Diva gets a bad rap. Images of a histrionic Maria Carrey in glam sparkles or Barbara Streisand flouncing about on stage come to mind. Or maybe, Tim Curry vamping in the Rocky Horror Picture Show.

I had a diva moment once. 

It happened a few years ago, during a business trip to Pittsburgh on an unseasonably warm, 72 degree day in February.



There I was, standing in front of a high-rise building downtown, sipping a Starbucks, wearing a black leather skirt, pumps, an ivory faux Chanel blazer and real Chanel pearls. The ones with the big, showy CC. 

I’ll admit, I was feeling all that. Here, I’d flown in from California to grace this drab little town with my sexy SoCal presence. 

As I glanced around to see who was noticing my glory, a flash of color caught my eye from across the street. 

I saw her coming towards me, this queenly Black woman, head held high like a Masai warrior princess, the aqua blue of her pantsuit every bit the peacock. 

As she passed, she turned, raised her eyebrows just so and called, You a Diva! Then she walked on slowly and deliberately, staring straight ahead.

I laughed under my breath, thinking — takes one to know one.



Maybe you don’t want to be a diva. That’s OK. 

However, one of the ways I learned to stay connected with myself as a woman in the corporate world, was to make more conscious fashion and wardrobe selections. 

As the years went by, and I got some experience under my belt, I began to rethink my default to basic black. I no longer had to prove myself by choosing sedate pantsuits and I began to explore color, textures, a scarf or a bright handbag here or there. And eventually – skirts!

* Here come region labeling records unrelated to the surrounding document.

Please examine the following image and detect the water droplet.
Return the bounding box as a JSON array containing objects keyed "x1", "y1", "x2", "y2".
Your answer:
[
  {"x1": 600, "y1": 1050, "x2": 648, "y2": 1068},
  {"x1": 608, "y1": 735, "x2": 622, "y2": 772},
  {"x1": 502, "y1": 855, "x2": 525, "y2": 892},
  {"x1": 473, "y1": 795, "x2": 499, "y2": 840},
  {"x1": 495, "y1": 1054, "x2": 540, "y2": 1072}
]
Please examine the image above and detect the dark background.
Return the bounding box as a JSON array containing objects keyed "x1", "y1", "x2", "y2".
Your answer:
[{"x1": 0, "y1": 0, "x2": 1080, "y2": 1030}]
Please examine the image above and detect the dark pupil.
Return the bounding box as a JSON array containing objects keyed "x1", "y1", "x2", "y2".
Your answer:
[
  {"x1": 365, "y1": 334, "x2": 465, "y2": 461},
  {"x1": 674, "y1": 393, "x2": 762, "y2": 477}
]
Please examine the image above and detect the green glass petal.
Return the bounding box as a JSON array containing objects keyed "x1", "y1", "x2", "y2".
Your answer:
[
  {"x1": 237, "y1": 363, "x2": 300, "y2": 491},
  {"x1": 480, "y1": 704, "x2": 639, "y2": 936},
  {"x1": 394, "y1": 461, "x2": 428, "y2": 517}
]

Sometimes, it doesn’t take a lot. Just a touch. An interesting necklace, a colorful top.



Dressing more feminine helped me feel truer to myself and allowed me to carve out a notable, unique persona among my client base and colleagues. Often, my fashion choices gave people something to comment on, or connect about – or simply gave them joy. 

After all, when you think about it, what’s so bad about being a diva — if it means owning yourself fully, embracing your bold or being just a little bit out there?